Kleines Problem, ich hab mir jetzt zum ersten mal SSD's geholt und die sind verschlüsselt.

Ab Kernel 3.1 und cryptsetup 1.4.0 sollte Trim funktionieren!

Da ich nix in der Gentoo Wiki gefunden habe, hab ich bei Archlinux und Ubuntu nachgeschlagen dort steht man solle den Parameter

```
cryptdevice=/dev/mapper/root:root:allow-discards
```

anhängen, was ich auch getan habe.

Trotzdem sagt mir ein Manuelles TRIM das die Operation nicht unterstützt würde

```
gentoo ssd # fstrim /

fstrim: /: FITRIM ioctl failed: Die Operation wird nicht unterstützt
```

```
gentoo ~ # equery l cryptsetup

 * Searching for cryptsetup ...

[IP-] [  ] sys-fs/cryptsetup-1.4.1:0

gentoo ~ # equery l gentoo-sources

 * Searching for gentoo-sources ...

[IP-] [  ] sys-kernel/gentoo-sources-3.2.6:3.2.6

```

Kann mir jemand sagen was da nicht funzt?

----------

## disi

Hier in den Release Notes steht, man solle das beim Oeffnen bzw. Entschluessen angeben:

http://code.google.com/p/cryptsetup/wiki/Cryptsetup140

```
cryptsetup luksOpen --allow-discards /dev/sdb test_disk
```

----------

## root_tux_linux

Ist mir bekannt, aber es geht ja um die root Partition und da hab ich wie erwähnt das hier gelesen z.B. 

 *Quote:*   

> 
> 
> As of linux version 3.1, support for dm-crypt TRIM pass-through can be toggled upon device creation or mount with dmsetup. Support for this option also exists in cryptsetup version 1.4.0 and up. To add support during boot, you will need to add ":allow-discards" to the cryptdevice option. The option should look like this:
> 
> cryptdevice=/dev/mapper/root:root:allow-discards

 

Quelle: https://wiki.archlinux.org/index.php/System_Encryption_with_LUKS

Dann sollte es doch mit der root partition gehen oder versteh ich was falsch?

----------

## disi

Ist das in der /etc/crypttab?

Das wird nicht klappen, die Partition ist doch verschluesselt. Die Option muesste in das initrd Skript? Wie hier auf der inoffiziellen Wiki: http://en.gentoo-wiki.com/wiki/DM-Crypt

//edit: oh ne, grub  :Smile: 

----------

## root_tux_linux

Jap, sollte in die Grub, aber irgendwie bewirkt das bei mir mal garnichts...

Keine Ahnung wieso  :Sad: 

----------

## bell

Wenn es die / Partition ist wird diese ja in der initramfs geöffnet. Dh. Du musst die initramfs auspacken, die Skripte dort anpassen und anschließend wieder packen.

----------

## root_tux_linux

 *bell wrote:*   

> Wenn es die / Partition ist wird diese ja in der initramfs geöffnet. Dh.
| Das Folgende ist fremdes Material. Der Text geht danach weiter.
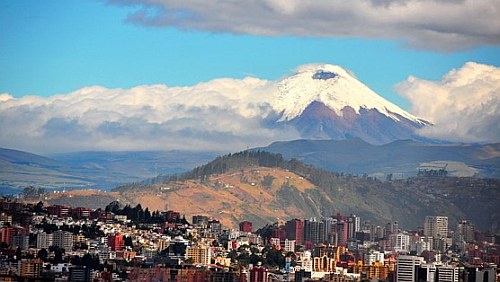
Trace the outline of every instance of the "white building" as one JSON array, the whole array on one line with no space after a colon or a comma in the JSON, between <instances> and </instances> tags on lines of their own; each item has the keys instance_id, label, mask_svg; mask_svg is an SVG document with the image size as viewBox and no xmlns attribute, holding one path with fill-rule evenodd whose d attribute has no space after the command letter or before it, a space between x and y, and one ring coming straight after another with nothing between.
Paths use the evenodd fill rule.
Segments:
<instances>
[{"instance_id":1,"label":"white building","mask_svg":"<svg viewBox=\"0 0 500 282\"><path fill-rule=\"evenodd\" d=\"M437 282L458 282L458 267L451 265L437 266Z\"/></svg>"},{"instance_id":2,"label":"white building","mask_svg":"<svg viewBox=\"0 0 500 282\"><path fill-rule=\"evenodd\" d=\"M285 251L295 253L295 240L285 239Z\"/></svg>"},{"instance_id":3,"label":"white building","mask_svg":"<svg viewBox=\"0 0 500 282\"><path fill-rule=\"evenodd\" d=\"M398 282L413 282L417 276L417 267L424 262L424 258L417 256L400 255L396 261L396 280Z\"/></svg>"},{"instance_id":4,"label":"white building","mask_svg":"<svg viewBox=\"0 0 500 282\"><path fill-rule=\"evenodd\" d=\"M384 262L384 253L379 251L373 251L365 255L364 264L372 265L375 262Z\"/></svg>"},{"instance_id":5,"label":"white building","mask_svg":"<svg viewBox=\"0 0 500 282\"><path fill-rule=\"evenodd\" d=\"M389 235L391 249L398 253L406 253L410 250L410 236L403 233Z\"/></svg>"}]
</instances>

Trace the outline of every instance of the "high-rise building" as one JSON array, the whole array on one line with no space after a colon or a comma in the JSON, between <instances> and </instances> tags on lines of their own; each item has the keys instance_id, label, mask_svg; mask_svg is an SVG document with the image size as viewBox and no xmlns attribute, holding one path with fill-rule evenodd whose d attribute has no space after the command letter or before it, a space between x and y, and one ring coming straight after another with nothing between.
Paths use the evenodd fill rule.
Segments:
<instances>
[{"instance_id":1,"label":"high-rise building","mask_svg":"<svg viewBox=\"0 0 500 282\"><path fill-rule=\"evenodd\" d=\"M304 221L304 240L313 244L325 241L325 223L316 219Z\"/></svg>"},{"instance_id":2,"label":"high-rise building","mask_svg":"<svg viewBox=\"0 0 500 282\"><path fill-rule=\"evenodd\" d=\"M422 257L400 255L396 260L396 281L416 281L417 267L423 263Z\"/></svg>"},{"instance_id":3,"label":"high-rise building","mask_svg":"<svg viewBox=\"0 0 500 282\"><path fill-rule=\"evenodd\" d=\"M193 215L193 224L194 225L208 225L208 216L206 215Z\"/></svg>"},{"instance_id":4,"label":"high-rise building","mask_svg":"<svg viewBox=\"0 0 500 282\"><path fill-rule=\"evenodd\" d=\"M437 282L458 282L458 267L440 265L436 267Z\"/></svg>"},{"instance_id":5,"label":"high-rise building","mask_svg":"<svg viewBox=\"0 0 500 282\"><path fill-rule=\"evenodd\" d=\"M285 252L287 253L295 253L295 240L285 240Z\"/></svg>"},{"instance_id":6,"label":"high-rise building","mask_svg":"<svg viewBox=\"0 0 500 282\"><path fill-rule=\"evenodd\" d=\"M36 236L36 247L37 249L46 249L48 250L50 246L54 243L53 235L45 232L40 232Z\"/></svg>"},{"instance_id":7,"label":"high-rise building","mask_svg":"<svg viewBox=\"0 0 500 282\"><path fill-rule=\"evenodd\" d=\"M347 245L347 222L341 220L337 222L337 245Z\"/></svg>"},{"instance_id":8,"label":"high-rise building","mask_svg":"<svg viewBox=\"0 0 500 282\"><path fill-rule=\"evenodd\" d=\"M426 216L424 222L424 236L435 238L448 237L447 216Z\"/></svg>"},{"instance_id":9,"label":"high-rise building","mask_svg":"<svg viewBox=\"0 0 500 282\"><path fill-rule=\"evenodd\" d=\"M12 236L14 236L16 229L14 227L2 227L0 228L0 242L11 244Z\"/></svg>"},{"instance_id":10,"label":"high-rise building","mask_svg":"<svg viewBox=\"0 0 500 282\"><path fill-rule=\"evenodd\" d=\"M388 222L385 225L385 238L389 238L389 235L394 233L399 233L399 223L397 221Z\"/></svg>"},{"instance_id":11,"label":"high-rise building","mask_svg":"<svg viewBox=\"0 0 500 282\"><path fill-rule=\"evenodd\" d=\"M323 240L326 244L336 244L337 236L337 220L332 217L324 218L323 223L325 225L325 239Z\"/></svg>"},{"instance_id":12,"label":"high-rise building","mask_svg":"<svg viewBox=\"0 0 500 282\"><path fill-rule=\"evenodd\" d=\"M457 224L456 235L467 243L474 242L474 224L468 220L461 220Z\"/></svg>"},{"instance_id":13,"label":"high-rise building","mask_svg":"<svg viewBox=\"0 0 500 282\"><path fill-rule=\"evenodd\" d=\"M64 249L66 252L73 248L73 233L57 230L52 234L54 246Z\"/></svg>"},{"instance_id":14,"label":"high-rise building","mask_svg":"<svg viewBox=\"0 0 500 282\"><path fill-rule=\"evenodd\" d=\"M397 233L389 235L391 249L395 252L408 252L410 250L410 236L408 234Z\"/></svg>"},{"instance_id":15,"label":"high-rise building","mask_svg":"<svg viewBox=\"0 0 500 282\"><path fill-rule=\"evenodd\" d=\"M285 223L286 238L295 240L299 245L304 244L304 221L292 219Z\"/></svg>"},{"instance_id":16,"label":"high-rise building","mask_svg":"<svg viewBox=\"0 0 500 282\"><path fill-rule=\"evenodd\" d=\"M29 248L29 235L27 234L17 234L12 236L11 247L19 247L21 250L27 250Z\"/></svg>"},{"instance_id":17,"label":"high-rise building","mask_svg":"<svg viewBox=\"0 0 500 282\"><path fill-rule=\"evenodd\" d=\"M361 230L361 218L355 214L351 214L347 218L347 239L356 238L356 232Z\"/></svg>"},{"instance_id":18,"label":"high-rise building","mask_svg":"<svg viewBox=\"0 0 500 282\"><path fill-rule=\"evenodd\" d=\"M211 251L208 246L193 246L186 249L187 257L193 260L193 264L210 265Z\"/></svg>"},{"instance_id":19,"label":"high-rise building","mask_svg":"<svg viewBox=\"0 0 500 282\"><path fill-rule=\"evenodd\" d=\"M19 262L19 275L23 278L38 278L42 271L43 262L40 258L21 259Z\"/></svg>"}]
</instances>

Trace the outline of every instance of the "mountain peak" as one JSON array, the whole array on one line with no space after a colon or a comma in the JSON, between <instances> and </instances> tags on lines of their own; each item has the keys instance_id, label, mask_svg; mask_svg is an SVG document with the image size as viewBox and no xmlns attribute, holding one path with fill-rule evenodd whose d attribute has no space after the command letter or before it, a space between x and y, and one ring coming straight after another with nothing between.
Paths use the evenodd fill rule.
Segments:
<instances>
[{"instance_id":1,"label":"mountain peak","mask_svg":"<svg viewBox=\"0 0 500 282\"><path fill-rule=\"evenodd\" d=\"M395 104L385 100L361 83L348 70L330 64L308 64L297 68L295 74L278 82L278 94L273 101L274 108L282 113L280 121L290 121L299 117L313 102L321 102L338 116L346 107L360 110L375 109L395 120L406 118L423 124Z\"/></svg>"}]
</instances>

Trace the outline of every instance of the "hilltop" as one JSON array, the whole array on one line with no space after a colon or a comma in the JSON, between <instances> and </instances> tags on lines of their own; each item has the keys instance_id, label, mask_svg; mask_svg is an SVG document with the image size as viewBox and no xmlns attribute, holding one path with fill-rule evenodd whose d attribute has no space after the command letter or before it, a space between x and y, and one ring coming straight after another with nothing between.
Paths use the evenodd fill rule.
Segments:
<instances>
[{"instance_id":1,"label":"hilltop","mask_svg":"<svg viewBox=\"0 0 500 282\"><path fill-rule=\"evenodd\" d=\"M498 228L500 180L471 177L412 177L380 181L338 174L285 160L281 155L245 151L218 157L192 171L115 189L122 199L150 210L202 214L235 227L289 219L355 213L373 223L397 220L417 228L426 215L446 215L453 224L472 220Z\"/></svg>"}]
</instances>

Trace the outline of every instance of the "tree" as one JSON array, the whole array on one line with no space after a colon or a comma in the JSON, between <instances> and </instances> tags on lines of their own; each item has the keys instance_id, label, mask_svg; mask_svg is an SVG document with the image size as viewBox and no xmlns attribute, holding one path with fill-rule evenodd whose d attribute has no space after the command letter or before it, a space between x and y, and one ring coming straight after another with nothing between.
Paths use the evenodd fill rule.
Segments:
<instances>
[{"instance_id":1,"label":"tree","mask_svg":"<svg viewBox=\"0 0 500 282\"><path fill-rule=\"evenodd\" d=\"M106 212L117 213L120 210L120 202L112 201L104 209Z\"/></svg>"},{"instance_id":2,"label":"tree","mask_svg":"<svg viewBox=\"0 0 500 282\"><path fill-rule=\"evenodd\" d=\"M34 212L36 212L36 213L43 212L43 202L42 201L40 201L36 204L36 206L34 208Z\"/></svg>"},{"instance_id":3,"label":"tree","mask_svg":"<svg viewBox=\"0 0 500 282\"><path fill-rule=\"evenodd\" d=\"M43 260L43 261L47 261L47 257L49 256L49 252L47 252L47 250L45 248L42 248L38 251L37 253L37 256Z\"/></svg>"}]
</instances>

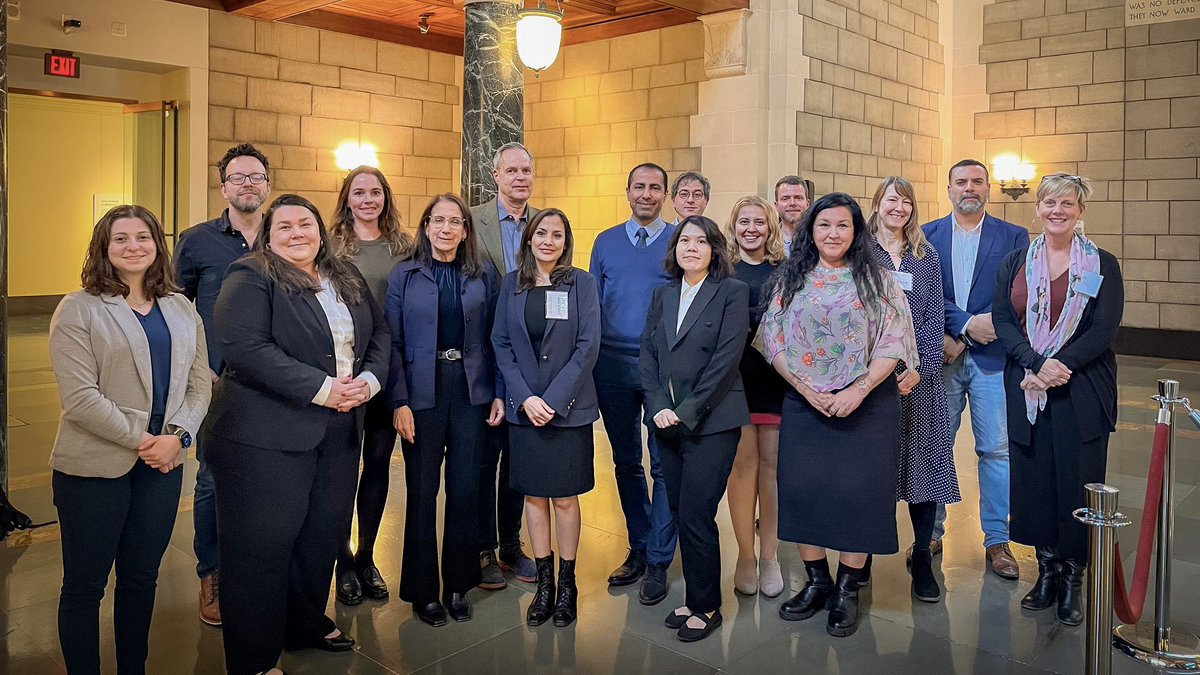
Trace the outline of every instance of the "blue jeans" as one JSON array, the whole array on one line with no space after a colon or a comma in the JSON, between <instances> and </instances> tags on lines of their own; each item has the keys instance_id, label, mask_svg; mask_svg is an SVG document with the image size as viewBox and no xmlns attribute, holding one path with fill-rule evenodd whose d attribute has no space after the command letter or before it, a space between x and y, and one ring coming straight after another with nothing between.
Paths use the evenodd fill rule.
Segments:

Du musst die initramfs auspacken, die Skripte dort anpassen und anschließend wieder packen.

 

Das probier ich das mal  :Smile: 

----------

## root_tux_linux

initramfs.scripts von  genkernel beherrscht trim!

Einfach  root_trim=yes in grub eintragen  :Smile: 

Komischerweise ist die Option nirgends dokumentiert und ich fand sie auch nur per zufall weil ich das initramfs.scripts angeguckt habe  :Smile: 

----------

## Josef.95

 *root_tux_linux wrote:*   

> Komischerweise ist die Option nirgends dokumentiert...

 

 *man genkernel wrote:*   

>  root_trim=(yes|no)
> 
>            Enables TRIM support for a Luks-based root device. Only useful with SSD setups. Have a look at http://en.wikipedia.org/wiki/TRIM for more information.

   :Wink: 

Hätte ich so ohne den Tipp von bell aber auch nicht gewusst.

----------

## tulali

welche ssd benutzt du in kombination mit welcher verschlüsselung?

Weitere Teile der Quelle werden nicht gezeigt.